Performance Assessment. Performance assessment "requires students to actively accomplish complex and significant tasks, while bringing to bear prior knowledge, recent learning and relevant skills to solve realistic or authentic problems" (Herman, et al., 1992, p. 2).

Performance Expectations. Performance expectations are task-specific statements that describe what students should do during an assessment.

Procedural Knowledge. Procedural knowledge is knowledge about how to do something.

Reliability. Reliability is the degree to which an assessment or instrument consistently measures an attribute.

Inter-rater Reliability. Inter-rater reliability is the degree to which an assessment yields similar results for the same individual at the same time with more than one rater.

Test-Retest Reliability. Test-retest reliability is the degree to which an assessment yields similar results from one testing occasion to another in the absence of intervening growth or instruction.

Response Mode. The response mode is the technique by which the individual being assessed indicates responses to items (e.g., giving an oral reply, drawing a chart, keying in the answer on a computer keyboard, pointing at the computer screen, writing an essay, filling in a bubble on an answer sheet, putting a checkmark in front of the correct answer, circling a rating).

Rubric.
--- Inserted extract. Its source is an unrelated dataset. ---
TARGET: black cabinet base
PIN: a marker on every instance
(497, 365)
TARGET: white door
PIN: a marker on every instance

A rubric is the guide used to score performance assessments in a reliable, fair, and valid manner and is generally composed of dimensions for judging student performance, a scale for rating performances on each dimension, and standards of excellence for specified performance levels.

Analytic Scoring. Analytic scoring provides separate scores for multiple dimensions of student work. Analytic scoring allows for more specific and detailed feedback than holistic scoring. Typically, four- to six-point scales are used to score each dimension of student work.

Generic Rubric. A generic rubric provides general scoring guidelines that can be used for multiple tasks.

Holistic Scoring. Holistic scoring reflects an overall impression of student work and is typically based on a four- to six-point scale indicating specified performance levels. Holistic scoring may be task-specific or generic.

Task-specific Rubric. A task-specific rubric provides scoring guidelines that are only appropriate for a particular task.

Specific Knowledge Area. The specific knowledge area is the particular subject matter covered by the assessment (e.g., properties of matter).

Targets. Targets are goal statements about expectations for student performance. They specify the knowledge and understanding to be attained and ground all of the decisions concerning the type of assessment, the task design, and the scoring of the exercise. Four types of targets are discussed in this Web site: knowledge targets, reasoning targets, skill targets and product targets.

Knowledge Targets. Knowledge targets focus on the attainment of declarative knowledge (i.e., concepts, generalizations, facts about individuals and events) and procedural knowledge (i.e., steps for solving problems).

Product Targets. Product targets focus on the development of quality products such as papers, lab reports or presentations.

Reasoning Targets. Reasoning targets focus on problem-solving, reasoning, and analyzing arguments.

Skill Targets. Skill targets focus on the attainment of certain behaviors or skills (e.g., using lab equipment properly).

Task. A performance assessment task allows students to effectively create a sample product or performance that can be observed and judged. Tasks contain information about the administration procedures (e.g., task time, materials, safety concerns), written instructions to help students demonstrate mastery of the skills that will be assessed, and questions to assess student learning.

Validity. Validity in assessment refers to the extent to which test scores or responses measure the attributes they were intended to measure and have the impact that was sought.